By Our Editorial Team
First publised on 2023-01-30 10:19:36
Finance Minister Nirmala Sitharaman will present the last full budget of this government on February 1. There has been intense speculation over what the budget has in store. Most economists point to the fact that with the country's economy in relatively good shape and inflation now somewhat controlled, it is times for the government to go for a reform and growth oriented budget. The government has the political incentive to do so as it is practically the election year budget. So will there be many sops for the taxpayers? Knowing Sitharaman and the way the NDA government functions, that is not likely. Instead, the government, buoyed by good tax collections and a relatively comfortable fiscal deficit position, might go for increased spending on infrastructure projects to fuel growth and generate jobs.
It is a fact that despite India achieving the best growth rate among the large economies in the world, growth has suffered in the last few months for many reasons, not the least among them being high interest rates (the measure resorted to by the RBI to combat rising inflation) and lower exports due to a slowdown across the world. The slowdown has also meant that job creation is at the lowest in many months and more and more people are being thrown out of their jobs, especially in the information technology and related services sector. Hence, the budget must go the whole hog for giving a solid push to the economy.

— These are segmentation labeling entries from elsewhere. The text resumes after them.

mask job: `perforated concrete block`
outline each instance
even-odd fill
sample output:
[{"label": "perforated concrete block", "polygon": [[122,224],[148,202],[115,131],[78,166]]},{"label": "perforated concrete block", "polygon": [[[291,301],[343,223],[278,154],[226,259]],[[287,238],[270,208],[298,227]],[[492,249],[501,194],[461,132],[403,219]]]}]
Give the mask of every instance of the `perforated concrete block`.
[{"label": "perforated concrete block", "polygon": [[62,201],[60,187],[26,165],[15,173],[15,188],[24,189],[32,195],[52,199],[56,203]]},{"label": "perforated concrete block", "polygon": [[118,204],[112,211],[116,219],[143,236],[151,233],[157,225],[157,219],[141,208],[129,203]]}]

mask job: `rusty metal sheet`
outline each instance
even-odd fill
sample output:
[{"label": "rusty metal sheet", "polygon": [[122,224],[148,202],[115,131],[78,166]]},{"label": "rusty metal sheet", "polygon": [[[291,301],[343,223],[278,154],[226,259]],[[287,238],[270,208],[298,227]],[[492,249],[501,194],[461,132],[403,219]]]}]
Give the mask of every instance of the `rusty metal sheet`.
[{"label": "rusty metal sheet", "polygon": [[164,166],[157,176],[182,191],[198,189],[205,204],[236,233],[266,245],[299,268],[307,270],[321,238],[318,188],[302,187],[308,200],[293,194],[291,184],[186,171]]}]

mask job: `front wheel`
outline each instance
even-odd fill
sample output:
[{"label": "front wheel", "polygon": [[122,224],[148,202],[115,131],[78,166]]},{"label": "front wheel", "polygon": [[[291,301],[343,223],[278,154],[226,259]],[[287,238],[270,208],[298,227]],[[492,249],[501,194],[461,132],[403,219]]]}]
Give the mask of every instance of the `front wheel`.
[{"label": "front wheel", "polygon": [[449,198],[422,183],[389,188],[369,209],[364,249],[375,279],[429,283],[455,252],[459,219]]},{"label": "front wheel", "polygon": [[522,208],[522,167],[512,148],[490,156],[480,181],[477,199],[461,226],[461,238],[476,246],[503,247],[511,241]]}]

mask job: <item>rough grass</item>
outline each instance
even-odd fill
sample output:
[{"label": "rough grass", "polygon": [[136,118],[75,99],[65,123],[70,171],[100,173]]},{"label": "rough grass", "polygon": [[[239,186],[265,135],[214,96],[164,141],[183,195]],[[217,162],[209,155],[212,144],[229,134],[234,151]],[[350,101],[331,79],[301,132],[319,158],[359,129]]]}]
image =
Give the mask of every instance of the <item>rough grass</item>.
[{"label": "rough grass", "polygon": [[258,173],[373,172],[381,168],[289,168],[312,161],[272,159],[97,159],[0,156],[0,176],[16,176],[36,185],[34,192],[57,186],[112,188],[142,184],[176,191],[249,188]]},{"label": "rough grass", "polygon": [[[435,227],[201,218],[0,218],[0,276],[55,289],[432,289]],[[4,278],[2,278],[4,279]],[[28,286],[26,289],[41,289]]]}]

For this to happen, apart from government spending on infrastructure, private investment must rise substantially. Rapid job creation in the private sector is absolutely essential to revive sentiment. With inflation below the RBI tolerance level for two consecutive months now, the RBI must maintain status quo on key policy rates, or even reduce them, to spur investment. The government must, instead of providing benefits for savings to taxpayers, lower taxes to increase the spending power of the middle class. That would increase demand for goods and services and fuel growth. Measures such as production-linked incentive have been a huge success and the government is extending them to other sectors. The budget must build on this and introduce other such measures, undertake financial reforms and bat for growth.